Neighbors tour & "assess" homeless camps

A small faction of people in Southeast Portland say it has become their job to assess the city's homeless camps.

So around noon on Sunday, they took a walk to see what, they say, the city is blind to.

“Housed or houseless, this camping is illegal. We're in a wetlands area,” said one resident who lives in the Lents neighborhood.

They walked unannounced into homeless camps in and around the Brookside Wetlands near Southeast 110th and Foster.

It's a property owned and protected by Portland’s Bureau of Environmental Services.



Many, including campers, expected the city to clear it out Saturday, but that didn't happen.

“No one should be camping here, and we're seeing firsthand the devastation and destruction,” said a Lents resident.

Some of those who showed up Sunday live near Brookside.

Others live in Lents, which contains the Springwater Corridor.

Many of these campers currently staying in Brookside used to live there.

The group found what they expected, including trash, hypodermic needles and a burned out patch of land.

People, though, were scarce.

That is, until a man's voice surfaced from inside a tent.



“A man in a tent back here demanded to know what we were doing.
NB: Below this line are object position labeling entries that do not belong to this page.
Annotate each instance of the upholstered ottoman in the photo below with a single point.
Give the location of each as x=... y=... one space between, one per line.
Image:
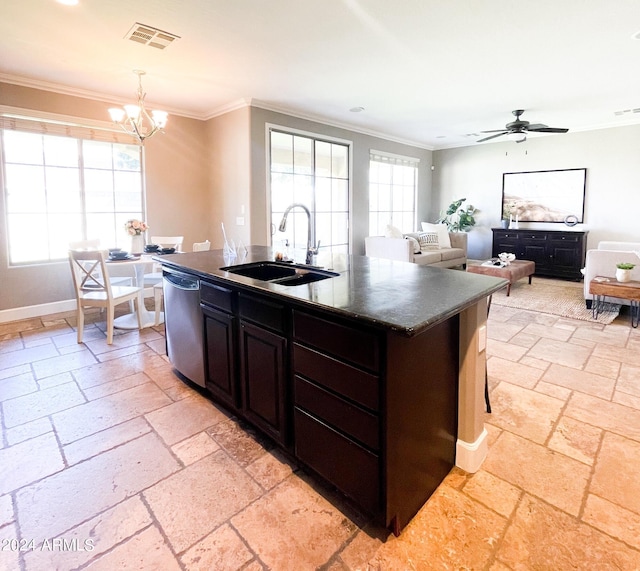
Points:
x=516 y=270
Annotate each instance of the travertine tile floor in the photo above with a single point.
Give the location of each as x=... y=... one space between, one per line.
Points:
x=109 y=461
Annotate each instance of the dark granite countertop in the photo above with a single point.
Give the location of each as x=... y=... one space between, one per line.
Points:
x=400 y=296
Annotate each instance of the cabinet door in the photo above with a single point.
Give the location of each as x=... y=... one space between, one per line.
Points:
x=220 y=356
x=505 y=242
x=536 y=253
x=263 y=378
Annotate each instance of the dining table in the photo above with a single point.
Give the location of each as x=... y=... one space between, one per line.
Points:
x=138 y=263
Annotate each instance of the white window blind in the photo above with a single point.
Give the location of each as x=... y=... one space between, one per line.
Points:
x=65 y=182
x=393 y=186
x=64 y=127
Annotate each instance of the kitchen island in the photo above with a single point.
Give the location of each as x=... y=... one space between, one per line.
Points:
x=372 y=378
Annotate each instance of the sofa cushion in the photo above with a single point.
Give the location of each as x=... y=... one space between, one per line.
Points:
x=443 y=233
x=428 y=241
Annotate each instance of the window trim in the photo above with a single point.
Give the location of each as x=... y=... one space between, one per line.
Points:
x=318 y=137
x=395 y=159
x=23 y=120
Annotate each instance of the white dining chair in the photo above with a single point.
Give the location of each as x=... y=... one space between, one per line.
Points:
x=93 y=289
x=201 y=246
x=94 y=244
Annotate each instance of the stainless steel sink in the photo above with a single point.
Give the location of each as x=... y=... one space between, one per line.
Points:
x=281 y=273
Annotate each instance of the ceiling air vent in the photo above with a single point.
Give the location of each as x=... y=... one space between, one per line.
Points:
x=626 y=111
x=150 y=36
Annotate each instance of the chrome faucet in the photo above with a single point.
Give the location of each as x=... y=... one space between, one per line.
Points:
x=311 y=251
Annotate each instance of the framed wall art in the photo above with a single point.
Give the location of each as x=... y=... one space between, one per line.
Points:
x=545 y=196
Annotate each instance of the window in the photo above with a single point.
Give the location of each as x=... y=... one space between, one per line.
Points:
x=61 y=188
x=393 y=186
x=313 y=172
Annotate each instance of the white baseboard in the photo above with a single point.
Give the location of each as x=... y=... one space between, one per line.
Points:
x=471 y=455
x=30 y=311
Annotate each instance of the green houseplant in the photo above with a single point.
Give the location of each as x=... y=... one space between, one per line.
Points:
x=623 y=271
x=458 y=218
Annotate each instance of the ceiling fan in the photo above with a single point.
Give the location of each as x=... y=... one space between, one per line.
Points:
x=517 y=130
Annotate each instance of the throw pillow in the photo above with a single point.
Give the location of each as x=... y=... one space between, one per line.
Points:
x=443 y=233
x=428 y=241
x=392 y=232
x=414 y=242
We told him we're walking in our park,” said Bonnie Hodge, who lives near Brookside.

Back out on Foster, some in the group were greeted by campers living in an RV.
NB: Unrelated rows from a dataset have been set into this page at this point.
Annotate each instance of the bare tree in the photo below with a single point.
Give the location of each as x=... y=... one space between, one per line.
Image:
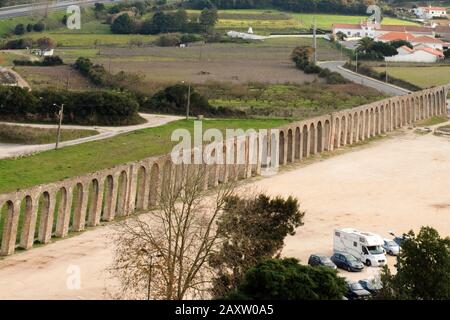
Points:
x=164 y=255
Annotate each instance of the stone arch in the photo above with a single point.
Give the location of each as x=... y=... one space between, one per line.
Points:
x=154 y=185
x=343 y=130
x=361 y=125
x=122 y=191
x=60 y=218
x=281 y=148
x=297 y=150
x=108 y=207
x=6 y=232
x=312 y=139
x=355 y=127
x=141 y=183
x=320 y=147
x=43 y=215
x=327 y=130
x=289 y=147
x=349 y=130
x=305 y=141
x=78 y=194
x=337 y=130
x=377 y=121
x=27 y=223
x=92 y=202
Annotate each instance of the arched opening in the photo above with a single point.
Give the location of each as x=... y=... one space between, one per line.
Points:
x=319 y=137
x=60 y=210
x=154 y=185
x=140 y=188
x=92 y=205
x=355 y=127
x=297 y=143
x=107 y=204
x=312 y=139
x=343 y=129
x=281 y=148
x=327 y=136
x=337 y=131
x=77 y=206
x=305 y=141
x=289 y=148
x=122 y=191
x=6 y=210
x=349 y=129
x=42 y=216
x=26 y=226
x=361 y=125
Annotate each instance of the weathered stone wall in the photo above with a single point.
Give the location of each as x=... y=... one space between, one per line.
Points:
x=74 y=204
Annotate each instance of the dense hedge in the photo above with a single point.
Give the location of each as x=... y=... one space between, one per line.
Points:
x=173 y=100
x=87 y=108
x=46 y=62
x=365 y=70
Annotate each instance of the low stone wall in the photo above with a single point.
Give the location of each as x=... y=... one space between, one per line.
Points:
x=53 y=210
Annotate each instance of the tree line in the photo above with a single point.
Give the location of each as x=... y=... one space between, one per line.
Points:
x=326 y=6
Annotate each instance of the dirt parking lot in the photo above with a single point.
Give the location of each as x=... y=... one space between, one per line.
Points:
x=395 y=184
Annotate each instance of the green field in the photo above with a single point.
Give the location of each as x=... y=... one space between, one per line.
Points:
x=50 y=166
x=30 y=135
x=424 y=77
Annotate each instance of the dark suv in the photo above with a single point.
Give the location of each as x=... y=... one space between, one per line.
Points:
x=321 y=260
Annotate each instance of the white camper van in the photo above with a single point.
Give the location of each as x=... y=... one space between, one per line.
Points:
x=365 y=246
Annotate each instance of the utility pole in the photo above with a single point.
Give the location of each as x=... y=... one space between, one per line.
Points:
x=315 y=40
x=60 y=116
x=189 y=102
x=386 y=70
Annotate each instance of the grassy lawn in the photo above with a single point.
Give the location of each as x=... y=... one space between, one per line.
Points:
x=76 y=160
x=432 y=121
x=30 y=135
x=266 y=21
x=424 y=77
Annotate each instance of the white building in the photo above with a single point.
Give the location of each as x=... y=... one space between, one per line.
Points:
x=422 y=54
x=430 y=12
x=374 y=30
One man, who called himself “Totem Pole” wasn’t pleased to see the group walking through.

“Hassling people like that is not going to get anything done,” he said. “We're not bad people. We're amazing people. We're very kind.”

He paused, then added, “How does it go? Respect existence or expect resistance.”

A few minutes after that, a homeless advocate showed up and talked with the group.

By 1 p.m. everyone left, except the campers, who stayed.